Hay gente metida en un juego, que es a la vez negocio, consistente en hacer pronósticos acerca del futuro de los chatbots, un tipo de modelos extensos de lenguaje, denominados también LLMs por sus siglas en inglés. Jugar a las profecías presupone que la convivencia generalizada con chatbots es una realidad inevitable del futuro próximo. En un sentido, no hay manera de refutar esa inevitabilidad. Puesto que miles de millones están siendo invertidos, y que ya muchos usuarios han encontrado algún uso de la herramienta, negar la inevitabilidad raya con lo absurdo.
Pero presuponer la inevitabilidad conlleva un sacrificio. A nivel individual y colectivo, cuando uno presupone en sus planes que algo es inevitable, uno sacrifica capacidad de maniobra. Como sea que vaya a terminar el partido, lo vamos a jugar de visitantes en las canchas de los Zuckerbergs y los Altmans. Chatbots contra cerebros es, en parte, entregar gratuitamente la capacidad de decisión sobre si ellos van o no a entrar en nuestras vidas, y cómo: eso sacrificamos de entrada.
Un caso concreto sugiere el mecanismo por el que perdemos capacidad de maniobra. Recientemente, Laura Rodríguez Salamanca reportó para Rest of World sobre los efectos de la entrada de chatbots en unos colegios rurales de Colombia. En niveles básicos de formación, los estudiantes usan chatbots para evitar hacer la tarea. Nada nuevo, claro: de forma similar, antes muchos les pedían el favor a las primas o a los papás de hacerles la tarea, y salían a montar en bicicleta o a coquetear. Para los profesores, los chatbots pueden ser una solución para ahorrar tiempo en diseño de material y calificaciones, pero los estudiantes no necesariamente saben dónde, o siquiera pueden, poner las fronteras.
Cuando tiene que ver con el aprendizaje de habilidades básicas o con la mejora continua de esas habilidades, un fenómeno similar de chatbots contra cerebros puede estar pasando. Un estudio reciente de Nataliya Kosmyna y sus colegas en el MIT, citado en el reportaje de Rest of World, sugiere cómo puede suceder. Simplificando, el estudio sugiere que, en contextos de formación, los chatbots pueden competir contra los cerebros como los carros de carreras compiten contra las bicicletas. En procesos de aprendizaje, encargarle la tarea a un chatbot es como entrenar para un sprint en bicicleta montado en un carro de carreras: al encargarle el entrenamiento al carro, uno va más rápido, pero empeora en la habilidad relevante involucrada en ganar la carrera.

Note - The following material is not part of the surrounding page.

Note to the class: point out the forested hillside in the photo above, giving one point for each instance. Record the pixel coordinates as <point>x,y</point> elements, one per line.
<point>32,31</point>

Aunque preliminar, limitado a la escritura de ensayos, y a pocos participantes usando solamente el modelo de OpenAI, el estudio apoya la idea de que la cantidad de conectividad neuronal involucrada en la escritura de ensayos difiere de forma significativa entre quienes usan chatbots y quienes no. Esa diferencia podría explicar, por ejemplo, por qué quienes solo utilizan un chatbot para escribir un ensayo tuvieran dificultades para recordar lo que dijeron en su propio texto. Este y otros patrones de fallos sugieren la acumulación gradual de algo que los autores del estudio llaman deuda cognitiva: “una condición en la que fiarse repetidamente de sistemas externos, como LLMs, reemplaza los procesos cognitivos dificultosos que se requieren para el pensamiento independiente”.
¿Qué hace aceptable usar un chatbot para hacer la tarea? Lo interesante no está en decir que «depende de la tarea», sino en desarrollar algún criterio explícito para distinguir unas tareas de otras. Hay algunas tareas donde es previsible que no estamos sacrificando mucho al dejar entrar al chatbot al proceso: buscar en la web, traducir un menú, transcribir texto. Pero, como sugiere el caso de los chatbots en contextos educativos, no es necesariamente obvio que podamos hacer esa distinción por pura intuición; poderla hacer depende de tener precauciones en la experimentación, de un conocimiento sobre efectos de largo plazo y de reclamar nuestra capacidad de maniobra. Tanto a nivel individual como colectivo, moderar el uso de chatbots pasa por dejar de asumir que la injerencia generalizada de chatbots en nuestras vidas es inevitable. Al perder de vista las partes opcionales, entregamos gratuitamente otra parte de nuestra ya limitada independencia digital.